# Caribbean Vacations Forums > St John & U.S. Virgin Islands Travel Forum >  >  St. John Thank You

## beargirl

Just got back from our trip.  While we missed St. Barts, we did have a great time and I wanted to thank you so much for your help.  My healing broken foot made it to Trunk, Hawksnest and even some very short "hikes" to Peace Hill and Frances Bay and a few other places.  St. John was experiencing a "once every 10 to 15 years" ocean swell the week we were there, so the beaches were very narrow and were even closed one day due to dangerous surf.  

We did keep comparing St. John to St. Barts the entire trip.....

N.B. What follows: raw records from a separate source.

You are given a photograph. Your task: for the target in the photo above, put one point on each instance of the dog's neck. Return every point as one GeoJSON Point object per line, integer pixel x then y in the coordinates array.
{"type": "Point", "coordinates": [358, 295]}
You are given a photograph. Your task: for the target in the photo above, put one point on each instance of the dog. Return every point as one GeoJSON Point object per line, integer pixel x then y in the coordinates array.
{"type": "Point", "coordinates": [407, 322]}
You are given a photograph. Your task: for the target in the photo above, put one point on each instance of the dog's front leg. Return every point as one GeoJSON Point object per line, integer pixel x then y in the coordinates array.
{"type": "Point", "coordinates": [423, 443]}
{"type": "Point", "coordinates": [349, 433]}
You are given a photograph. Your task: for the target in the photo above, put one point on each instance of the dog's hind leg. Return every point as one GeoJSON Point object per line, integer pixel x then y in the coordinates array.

Thanks again for your help!

----------


## MIke R

where did you eat?

----------


## beargirl

Due to a variety of different circumstances, we were unable to eat at some of your recommendations.  Our highlight for setting was Chateau Bordeaux, which had great (but not local) food and a lovely view high above Coral Bay.  For local food, we loved Miss Lucy's at Coral Bay.  We did have Woody's seafood carryout at the villa one night which we really enjoyed.  We tried Morgan's Mango the first night because we could get a reservation and read it was good - our worst meal and we hardly ate any of our food.  We also tried a local place, Sogo's, which was ok, but we probably would not go back.

We were there Easter Sunday, so we were afraid the Caneel Bay Sunday brunch might be too crowded, so we went to the beach which was very quiet that morning.  We tried to go to Lime Inn one night, but the parking was full all around, so we went to a place that had parking.  Skinny Legs was PACKED because there was a jazz festival across the street the day we went to Coral Bay.  So I guess we will have to go back.....

We liked St. John with our 14 year old daughter.  She and her dad got PADI scuba certified, so we may go back next year so they can dive.  We decided we like St. Barts better for trips when it is just mom and dad.  After St. Barts, you can't help but compare other islands to it.  We had a great trip and St. John was fun, but it is not St. Barts.

Thanks again for taking the time to post about the beaches and restaurants!

----------